|Summer school attendance is a growing trend among U.S. students. In New York, the nation’s largest school district, it is expected that 32 percent of public school students will attend summer school, equating to more than 300,000 students. The same trend appears in universities and community colleges, too. Many have reported record-breaking summer enrollment numbers in recent years.School administrators suggest a number of possibilities for this jump in enrollment: the economy, increased competition among students, the threat of repeating a grade, tuition costs…the list goes on. Regardless of the reason, there are pros and cons to attending summer school, and those reasons should be discussed with students to ensure a decision that leads to success. Below are some pros and cons to summer school to share with students during summer enrollment.|
There are many benefits to summer school that can help students forge ahead. These include:
- Smaller class sizes: Summer school classes tend to have fewer students. This allows for more individualized attention and the opportunity for teacher/student interaction. If you are aware that a student struggles in a certain subject or area, you may want to suggest summer school to provide the one-on-one focus they may need for success. Promote this valuable benefit with flyers and banners in guidance counselor offices, at after-school tutoring programs and in study halls.
- Complete general coursework: Summer can be a great time to knock out prerequisites and general education requirements. Getting these courses out of the way during summer school frees up time for students to focus on core curriculum or major-related courses during the school year. Promote these basic classes and prerequisites as summer course options at registration events and orientations with giveaways, such as a Swanky Pen and lip balm. Don’t forget to imprint them with the URL for your summer class offerings.
- Decreased class loads: Taking courses during the summer can also lessen the load during the regular school year, affording students free time to study, add an internship or catch up on R&R. Imprint the message “Forge ahead with summer school” on a sports backpack and load it with class literature, a Soda Can Travel Tumbler, some Microwave Popcorn and a sweat treat. These summer-school survival kits can be given out to anyone inquiring about summer classes.
Of course, with the pros come the cons. Summer school isn’t for everyone. Here are some reasons why:
- Accelerated pace: The condensed, accelerated pace that many summer courses follow can prove difficult for some students. To be successful, students should be aware that summer courses generally meet multiple hours a day, five days a week, and that they have daily homework.
- Less variety: During the regular school year, students may have a larger variety of class options to fulfill particular requirements. In summer school, this isn’t always the case—students will likely be limited to a few class choices.

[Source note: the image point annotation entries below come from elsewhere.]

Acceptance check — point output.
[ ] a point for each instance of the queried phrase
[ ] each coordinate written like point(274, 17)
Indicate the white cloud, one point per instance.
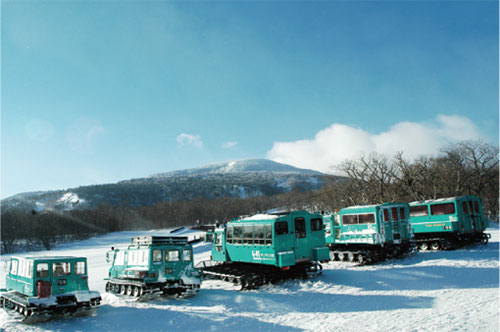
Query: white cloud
point(229, 145)
point(187, 139)
point(334, 144)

- No summer break: Some may say that summer school keeps students in the rhythm of going to class, studying and learning. Others would argue that summer is the perfect time for a break. If you have students who are feeling the burn, summer school may not be for them.
The benefits of summer school can be great. However, it is important to discuss all angles with students as they contemplate their course schedules. Providing a balanced view of both the pros and cons can help students make decisions that lead them to success, regardless of the season.
Durand, Maria F. “More Students Forced to Take Summer School.” ABC News. ABC News Network, n.d. Web. Retrieved 14 Jan. 2014.
Grasgreen, Allie. “Trendless Summer | Inside Higher Ed.” Trendless Summer | Inside Higher Ed. N.p., 17 June 2011. Web. Retrieved 14 Jan. 2014.
“Thinking About Summer School? Pros and Cons.” U.S. News University Directory. N.p., n.d. Web. Retrieved 14 Jan. 2014.
Allan, Laura. “The Pros and Cons of Taking Summer Classes.” Education-Portal.com. N.p., n.d. Web. Retrieved 14 Jan. 2014.